Perhaps the hottest topic right now in Kansas is Education. With Sam Brownback’s cuts to school funding, it is causing teachers, students, parents, and Kansas citizens to fight back. This raises the question of what government’s role in education should be. One solution could be to take the state completely out of education, make it private, and treat it like any other service. After all the private sector, in most cases, outperforms the government. Or should capitalism be kept out of schools because it could potentially lead to unlicensed teachers, lower salaries, and a lower quality of education. I believe we should do both.

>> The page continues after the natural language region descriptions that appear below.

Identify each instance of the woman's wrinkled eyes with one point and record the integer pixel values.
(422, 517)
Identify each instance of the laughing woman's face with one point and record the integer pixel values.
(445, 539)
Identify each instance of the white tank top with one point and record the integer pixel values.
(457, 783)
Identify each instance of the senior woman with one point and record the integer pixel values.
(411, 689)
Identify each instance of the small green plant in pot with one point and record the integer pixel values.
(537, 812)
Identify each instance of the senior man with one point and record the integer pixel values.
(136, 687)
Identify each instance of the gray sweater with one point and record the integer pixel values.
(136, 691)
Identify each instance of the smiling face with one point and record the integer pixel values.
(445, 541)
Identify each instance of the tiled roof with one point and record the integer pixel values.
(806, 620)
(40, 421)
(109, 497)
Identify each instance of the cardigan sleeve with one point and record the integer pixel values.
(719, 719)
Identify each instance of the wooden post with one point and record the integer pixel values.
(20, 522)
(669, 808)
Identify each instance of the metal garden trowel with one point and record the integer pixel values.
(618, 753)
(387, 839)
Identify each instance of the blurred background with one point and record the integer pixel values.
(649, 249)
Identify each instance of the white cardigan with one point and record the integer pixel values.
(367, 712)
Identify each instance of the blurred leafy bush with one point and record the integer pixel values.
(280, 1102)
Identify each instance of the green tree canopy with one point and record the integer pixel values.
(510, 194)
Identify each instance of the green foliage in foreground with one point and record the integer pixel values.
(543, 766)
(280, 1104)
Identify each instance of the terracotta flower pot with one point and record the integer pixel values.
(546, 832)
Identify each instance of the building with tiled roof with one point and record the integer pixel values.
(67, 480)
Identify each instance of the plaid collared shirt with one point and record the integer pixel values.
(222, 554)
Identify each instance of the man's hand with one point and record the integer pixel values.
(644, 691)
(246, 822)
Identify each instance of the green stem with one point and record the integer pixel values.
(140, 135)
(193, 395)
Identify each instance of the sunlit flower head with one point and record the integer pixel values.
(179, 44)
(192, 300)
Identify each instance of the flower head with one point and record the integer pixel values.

I am not an expert on education. My wife and I have three children of our own and want them to have the best possible education that will set them up for success. This is why we chose to send our kids to private school. The public schooling in our area left a lot to be desired. If you can’t afford private school, you’re left with few options. I want to change the local monopolies of government run schools and allow for innovative new schools to compete for students. Having more options should never be considered a negative. We need to put local communities back in charge of education with maximum flexibility to decide what works best for them.
I’m a huge fan of competition. When people compete, everyone is forced to put their best foot forward in order to win. Why shouldn’t we allow private schools to compete for tax dollars? We’ve already proved that students can be taught with the tax money we’ve already collected. Let’s allocate those dollars to the individual child and let their parents decide where to spend it. When people start businesses they don’t usually do it to be the worst in their field. Being bad at something is bad for business; schools would be no different. Would you send your child to a school that gets poor reviews and hires only unqualified teachers? With public education, a lot of families have no choice; especially those in poor communities. I will fight for a student credit that gives parents flexibility in their child’s education and allows more schools to be formed. We should also keep public schooling to set the baseline.
The Kansas constitution states: “The legislature shall provide for intellectual, educational, vocational and scientific improvement by establishing and maintaining public schools, educational institutions and related activities which may be organized and changed in such manner as may be provided by law.” I think this is a great baseline and a vital service from the state. It gives the state the power to create schools for their citizens and ensure each parent can send their child to school. Public and private schools can co-exist to the benefit of each viewpoint. If you like public schools you can keep sending your children to public schools, and visa-versa. Smaller classroom sizes for public schools would be a byproduct of this as some parents elect to spend a little more money and send their kids to private school.
How should the child allotment and public schools be funded? The constitution goes on to say: “The legislature may levy a permanent tax for the use and benefit of state institutions of higher education and apportion among and appropriate the same to the several institutions…”. This gives the state the power to tax its citizens; to distribute the burden of education. The idea is that everyone benefits from a smarter society and I agree with that. However I do not agree with a property tax for collection. If you can have something taken away from you simply because you didn’t pay taxes, do you ever REALLY own it? As a Libertarian, relying on government for anything is usually a negative, especially when that something is stolen from others through taxes. The exception to that rule is sales tax. Its a voluntary tax (as long as necessities aren’t taxed) and can be avoided by those that don’t want to participate (bartering, self sufficiency, etc). As a senator I would move to slowly eliminate property taxes and replace with a sales tax. Unlike governor Brownback, I would first cut expenses and have a surplus in the budget, before I cut taxes. We should gradually move toward the elimination of property taxes, as long as we keep our schools in mind as we plan for the future.